Nobody knows more about diet and nutrition than a fat man in the military. You practically earn a degree on it as Uncle Sam counsels you and educates you. So I've seen a diet or two or twenty. Atkins is only the latest craze.
Low-fat. High-acid. Low-carb. Whatever. Here's my plan. It's called low-swallow. I'm going to quit eating so damn much. And I'm going to work up a sweat more often. Simple plan, now all I have to do is stick to it. And like anything else, now that I've announced it in my little corner of the universe, y'all can encourage me and make fun of me when I stumble. Go ahead, we're jolly you know.
Posted by: Susie at December 28, 2003 09:57 AM (0+cMc)

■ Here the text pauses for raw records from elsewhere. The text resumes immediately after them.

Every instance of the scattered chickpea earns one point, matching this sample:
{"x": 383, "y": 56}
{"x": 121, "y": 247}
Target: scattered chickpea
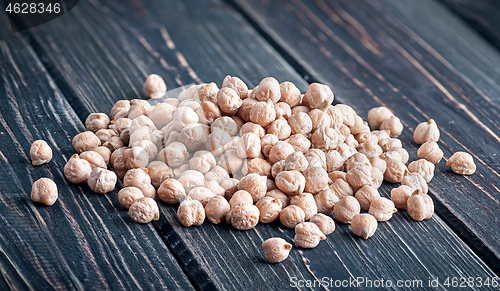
{"x": 44, "y": 191}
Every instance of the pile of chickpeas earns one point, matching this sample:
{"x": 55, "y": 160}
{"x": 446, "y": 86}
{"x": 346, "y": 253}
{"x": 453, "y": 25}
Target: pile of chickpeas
{"x": 244, "y": 156}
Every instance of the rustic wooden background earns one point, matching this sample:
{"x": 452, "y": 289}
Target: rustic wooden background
{"x": 423, "y": 59}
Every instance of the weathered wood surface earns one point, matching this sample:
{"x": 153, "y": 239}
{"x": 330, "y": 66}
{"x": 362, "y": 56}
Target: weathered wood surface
{"x": 84, "y": 241}
{"x": 102, "y": 51}
{"x": 482, "y": 15}
{"x": 422, "y": 62}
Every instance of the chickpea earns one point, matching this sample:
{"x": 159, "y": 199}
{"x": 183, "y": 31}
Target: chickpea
{"x": 420, "y": 206}
{"x": 40, "y": 153}
{"x": 191, "y": 212}
{"x": 394, "y": 125}
{"x": 364, "y": 225}
{"x": 462, "y": 163}
{"x": 431, "y": 152}
{"x": 102, "y": 181}
{"x": 276, "y": 249}
{"x": 308, "y": 235}
{"x": 346, "y": 209}
{"x": 291, "y": 216}
{"x": 44, "y": 191}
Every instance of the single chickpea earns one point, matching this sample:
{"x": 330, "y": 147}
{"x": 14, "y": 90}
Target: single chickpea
{"x": 128, "y": 195}
{"x": 40, "y": 153}
{"x": 308, "y": 235}
{"x": 44, "y": 191}
{"x": 377, "y": 115}
{"x": 96, "y": 121}
{"x": 291, "y": 216}
{"x": 77, "y": 170}
{"x": 276, "y": 249}
{"x": 431, "y": 152}
{"x": 191, "y": 212}
{"x": 420, "y": 206}
{"x": 346, "y": 209}
{"x": 462, "y": 163}
{"x": 102, "y": 181}
{"x": 364, "y": 225}
{"x": 394, "y": 125}
{"x": 366, "y": 195}
{"x": 243, "y": 216}
{"x": 85, "y": 141}
{"x": 154, "y": 87}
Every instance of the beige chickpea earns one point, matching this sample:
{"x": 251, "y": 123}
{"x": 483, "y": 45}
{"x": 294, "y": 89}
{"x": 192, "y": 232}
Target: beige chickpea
{"x": 325, "y": 201}
{"x": 325, "y": 223}
{"x": 40, "y": 153}
{"x": 77, "y": 170}
{"x": 276, "y": 249}
{"x": 191, "y": 212}
{"x": 394, "y": 125}
{"x": 431, "y": 152}
{"x": 364, "y": 225}
{"x": 243, "y": 216}
{"x": 382, "y": 209}
{"x": 377, "y": 115}
{"x": 102, "y": 181}
{"x": 400, "y": 196}
{"x": 395, "y": 171}
{"x": 128, "y": 195}
{"x": 420, "y": 206}
{"x": 462, "y": 163}
{"x": 154, "y": 87}
{"x": 308, "y": 235}
{"x": 366, "y": 195}
{"x": 254, "y": 184}
{"x": 171, "y": 191}
{"x": 217, "y": 209}
{"x": 299, "y": 142}
{"x": 426, "y": 132}
{"x": 44, "y": 191}
{"x": 85, "y": 141}
{"x": 346, "y": 209}
{"x": 291, "y": 216}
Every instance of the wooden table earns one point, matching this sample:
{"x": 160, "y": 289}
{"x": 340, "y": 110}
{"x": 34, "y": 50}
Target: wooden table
{"x": 419, "y": 58}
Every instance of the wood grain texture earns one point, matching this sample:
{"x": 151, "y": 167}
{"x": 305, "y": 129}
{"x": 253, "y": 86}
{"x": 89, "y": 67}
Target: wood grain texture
{"x": 205, "y": 40}
{"x": 422, "y": 62}
{"x": 84, "y": 241}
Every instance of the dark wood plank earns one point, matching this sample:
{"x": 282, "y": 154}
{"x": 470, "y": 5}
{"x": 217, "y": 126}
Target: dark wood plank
{"x": 84, "y": 241}
{"x": 481, "y": 15}
{"x": 422, "y": 62}
{"x": 205, "y": 40}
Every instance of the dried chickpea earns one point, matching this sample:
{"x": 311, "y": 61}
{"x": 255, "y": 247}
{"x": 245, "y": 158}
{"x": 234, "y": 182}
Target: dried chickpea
{"x": 431, "y": 152}
{"x": 291, "y": 216}
{"x": 364, "y": 225}
{"x": 308, "y": 235}
{"x": 128, "y": 195}
{"x": 154, "y": 87}
{"x": 171, "y": 191}
{"x": 366, "y": 195}
{"x": 77, "y": 170}
{"x": 40, "y": 153}
{"x": 44, "y": 191}
{"x": 461, "y": 163}
{"x": 382, "y": 209}
{"x": 102, "y": 181}
{"x": 276, "y": 249}
{"x": 420, "y": 206}
{"x": 85, "y": 141}
{"x": 191, "y": 212}
{"x": 426, "y": 132}
{"x": 346, "y": 209}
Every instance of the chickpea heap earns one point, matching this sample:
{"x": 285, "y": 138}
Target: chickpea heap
{"x": 242, "y": 156}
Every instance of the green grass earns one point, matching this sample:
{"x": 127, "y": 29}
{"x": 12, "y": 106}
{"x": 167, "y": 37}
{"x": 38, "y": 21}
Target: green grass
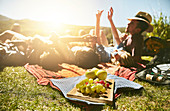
{"x": 19, "y": 91}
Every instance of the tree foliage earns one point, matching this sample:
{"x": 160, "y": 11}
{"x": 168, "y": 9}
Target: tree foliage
{"x": 161, "y": 26}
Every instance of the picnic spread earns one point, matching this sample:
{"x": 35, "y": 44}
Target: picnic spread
{"x": 66, "y": 79}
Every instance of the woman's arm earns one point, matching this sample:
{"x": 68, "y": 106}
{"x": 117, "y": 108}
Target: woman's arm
{"x": 114, "y": 30}
{"x": 97, "y": 28}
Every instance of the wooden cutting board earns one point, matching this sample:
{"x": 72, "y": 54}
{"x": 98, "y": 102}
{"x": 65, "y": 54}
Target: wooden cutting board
{"x": 103, "y": 98}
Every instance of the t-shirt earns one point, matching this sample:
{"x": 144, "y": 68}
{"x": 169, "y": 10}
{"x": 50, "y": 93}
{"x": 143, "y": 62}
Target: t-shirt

And if you find yourself falling off the wagon, we'll sic Heather's muscles on ya.
Posted by: Victor at December 28, 2003 01:50 PM (16A49)
Posted by: tasberry at December 28, 2003 03:10 PM (fuWw9)
My uncle was telling me last night about a co-worker whose wife put him on a diet. He was moaning and groaning all morning that it was going to kill him, he was miserable, etc, etc. Finally someone asked how long he'd been on it. His answer: since breakfast. :-)
Posted by: nic at December 28, 2003 08:47 PM (16A49)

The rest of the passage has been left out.